One solution would be to place zero mass on all but two points, using a mixture of Dirac, but they can't be describe by a single function, and cannot be find by our optimization method.

## Continuous Latent Variables

We need to use calculus of variations when maximizing $\mathcal{L}$ w.r.to $q(h|v)$.  

Usually, we just use proposed equations. For example, for the mean field approximation:
$$q(h|v) = \prod_i q(h_i|v)$$
The optimal unormalized distribution is:
$$\tilde{q}(h_i|v) = \exp (\mathbb{E}_{h_{-i} \sim q(h_{-i}|v)} \log \tilde{p}(v,h))$$

We only need to use calculus of variations to develop new forms of variational learning.  

The solution is a fixed point equation, we can apply it for every value of $i$ until convergence to get the correct functional form of $q(h|v)$.  
But it also tell us the functional form that the optimal solution will take, wheter we use the fixed-point equations or not to arrive there.  
The usual technique is to take the functional form, regard some values as parameters, and learn them using usual optimization alorithms.

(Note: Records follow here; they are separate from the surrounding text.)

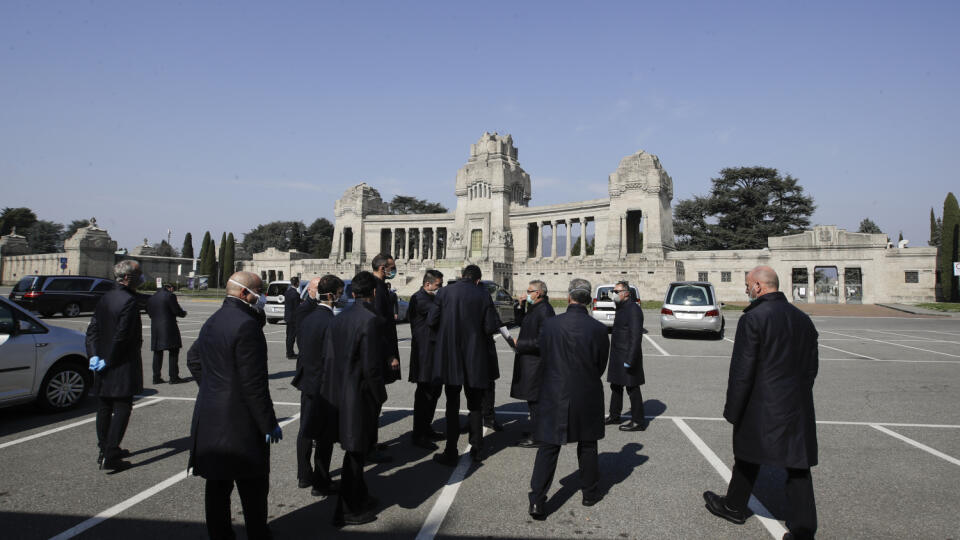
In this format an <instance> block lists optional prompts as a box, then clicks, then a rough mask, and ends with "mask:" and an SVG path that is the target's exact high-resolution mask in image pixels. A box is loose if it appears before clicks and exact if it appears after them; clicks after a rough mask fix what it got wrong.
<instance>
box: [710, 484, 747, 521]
mask: <svg viewBox="0 0 960 540" xmlns="http://www.w3.org/2000/svg"><path fill="white" fill-rule="evenodd" d="M703 500H704V501H706V503H707V505H706V506H707V510H709V511H710V513H711V514H713V515H715V516H717V517H722V518H723V519H725V520H727V521H729V522H731V523H736V524H737V525H743V523H744V522H745V521H747V517H748V515H747V513H746V512H744V511H742V510H734V509H733V508H730V507H729V506H727V498H726V497H721V496H720V495H717V494H716V493H714V492H712V491H704V492H703Z"/></svg>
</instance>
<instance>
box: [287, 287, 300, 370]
mask: <svg viewBox="0 0 960 540" xmlns="http://www.w3.org/2000/svg"><path fill="white" fill-rule="evenodd" d="M299 305H300V278H298V277H297V276H293V277H292V278H290V286H289V287H287V290H285V291H283V322H285V323H286V325H287V359H288V360H296V359H297V353H295V352H294V351H293V344H294V343H295V342H296V340H297V319H296V312H297V306H299Z"/></svg>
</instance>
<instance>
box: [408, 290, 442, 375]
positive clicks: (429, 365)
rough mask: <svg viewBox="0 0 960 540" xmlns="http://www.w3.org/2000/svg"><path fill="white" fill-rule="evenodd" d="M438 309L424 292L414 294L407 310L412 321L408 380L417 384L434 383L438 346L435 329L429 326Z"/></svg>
mask: <svg viewBox="0 0 960 540" xmlns="http://www.w3.org/2000/svg"><path fill="white" fill-rule="evenodd" d="M435 309H437V303H436V302H435V298H434V296H433V295H432V294H430V293H428V292H427V291H425V290H423V287H421V288H420V290H419V291H417V292H415V293H413V296H411V297H410V306H409V307H408V308H407V318H408V319H409V321H410V335H411V340H410V375H409V376H408V380H409V381H410V382H416V383H421V382H422V383H429V382H432V381H433V352H434V349H435V348H436V346H437V338H436V334H435V333H434V331H433V329H432V328H430V326H429V325H428V324H427V318H428V316H429V315H430V311H431V310H435Z"/></svg>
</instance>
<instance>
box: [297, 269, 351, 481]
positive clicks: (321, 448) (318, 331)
mask: <svg viewBox="0 0 960 540" xmlns="http://www.w3.org/2000/svg"><path fill="white" fill-rule="evenodd" d="M307 289H308V290H309V291H310V293H309V294H310V295H311V298H310V299H309V300H307V301H305V302H303V303H302V304H300V307H298V308H297V315H298V316H299V315H300V313H301V312H303V311H306V310H304V309H303V306H305V305H308V304H313V305H314V307H313V308H312V309H311V310H310V311H309V315H307V316H306V317H305V318H303V319H302V320H300V321H298V322H297V346H298V347H299V348H300V358H299V359H297V374H296V375H294V376H293V386H294V387H296V388H297V389H298V390H300V431H299V432H298V433H297V479H298V484H297V485H298V486H299V487H300V488H308V487H309V488H313V489H311V491H310V494H311V495H313V496H314V497H319V496H322V495H331V494H333V493H336V491H337V489H338V488H339V486H338V485H337V484H336V483H334V482H333V481H332V480H331V479H330V458H331V456H332V455H333V439H332V438H331V437H329V436H326V437H321V438H319V439H316V440H314V439H311V438H310V437H306V436H304V432H308V431H310V428H309V426H310V425H312V424H313V422H314V415H315V413H316V400H317V399H318V397H319V394H320V382H321V377H322V375H323V340H324V336H325V335H326V333H325V330H326V328H327V325H328V324H330V321H332V320H333V302H334V301H335V300H336V299H338V298H340V295H341V294H343V280H342V279H340V278H338V277H337V276H334V275H327V276H323V277H322V278H319V277H318V278H314V279H312V280H310V285H308V286H307ZM311 452H312V453H313V465H314V466H313V467H312V468H311V467H310V454H311Z"/></svg>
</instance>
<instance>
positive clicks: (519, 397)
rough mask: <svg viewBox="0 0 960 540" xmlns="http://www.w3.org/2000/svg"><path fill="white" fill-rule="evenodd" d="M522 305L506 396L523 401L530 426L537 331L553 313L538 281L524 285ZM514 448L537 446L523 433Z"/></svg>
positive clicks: (541, 362)
mask: <svg viewBox="0 0 960 540" xmlns="http://www.w3.org/2000/svg"><path fill="white" fill-rule="evenodd" d="M524 303H525V304H527V311H526V314H525V315H524V317H523V322H522V323H521V324H520V335H519V336H517V345H516V350H517V354H516V356H515V357H514V359H513V381H511V383H510V397H512V398H514V399H523V400H526V401H527V406H528V408H529V410H530V425H532V426H533V425H536V423H537V412H536V408H537V400H538V399H539V397H540V381H541V379H542V361H541V359H540V330H541V329H542V328H543V323H544V322H546V321H547V320H548V319H550V318H552V317H553V316H554V315H555V313H554V311H553V306H551V305H550V299H549V298H548V297H547V284H546V283H544V282H542V281H540V280H538V279H537V280H533V281H531V282H530V284H529V285H527V297H526V299H525V302H524ZM517 446H521V447H524V448H536V447H537V443H536V442H535V441H534V440H533V438H532V437H531V436H530V433H524V434H522V435H521V438H520V441H518V442H517Z"/></svg>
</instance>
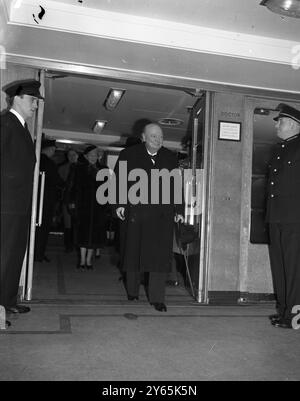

## Interactions between Learning and Inference

Training using approximate inference tends to adapt the model in a way that makes the approximating assumptions more true.  

Variatonal leanring increases $\mathbb{E}_{h \sim q} \log p(v, h)$. This behavior cause our approximating assumptions to become self-fulfilling. Train a model with a unimoal approximate posterior yields a model with a posterior far closer to unimodal than with exact inference.  

It's difficult to estimate the amount of harm caused by variational approximation. After trainin, we can estimate $\log p(v;\theta)$ and find the gap with $\mathcal{L}$ for a specific value of $\theta$. It doesn't mean that this is accurate for other values of $\theta$, or that we found a godd $\theta$.  
We would need to know $\theta^* = \arg \max_\theta \log p(v;\theta)$.  
If $\max_q \mathcal{L}(v, \theta^*, q) \ll p(v; \theta^*)$, it might be that $\theta^*$ can't be captured by our $q$ family, and learning will never approac $\theta^*$.

# Learned Approximate Inference

We can think of the optimization process as a function $f$ that maps input $v$ to a distributions $q^* = \arg \max_q \mathcal{L}(v, q)$.  
We can approximate this using a neural network $\hat{f}(v, \theta)$

## Wake-Sleep

When training to infer $h$ from $v$ we don't have a supervised training set.  
The Wake-sleep algorithm draw samples of both $v$ and $h$ from the model.  
In a directed model, we can use ancestral simpling to go from $h$ and to $v$, and we can learn the reverse mapping $v$ to $h$. But this approach learns on inputs that have high probability according to the model, not the training data.

## Other Forms of Learned Infeence

A single pass in a learned inference network yield faster inference than iterating the mean field point equation. It's trained by running the network, improving the estimate with one step of mean-field, then update network to refine its estimate.  

Learned approximate inference is often used for generative modeling, with variational autoencoder. The inference network define $\mathcal{L}$, and the parameters are adapter to increase $\mathcal{L}$.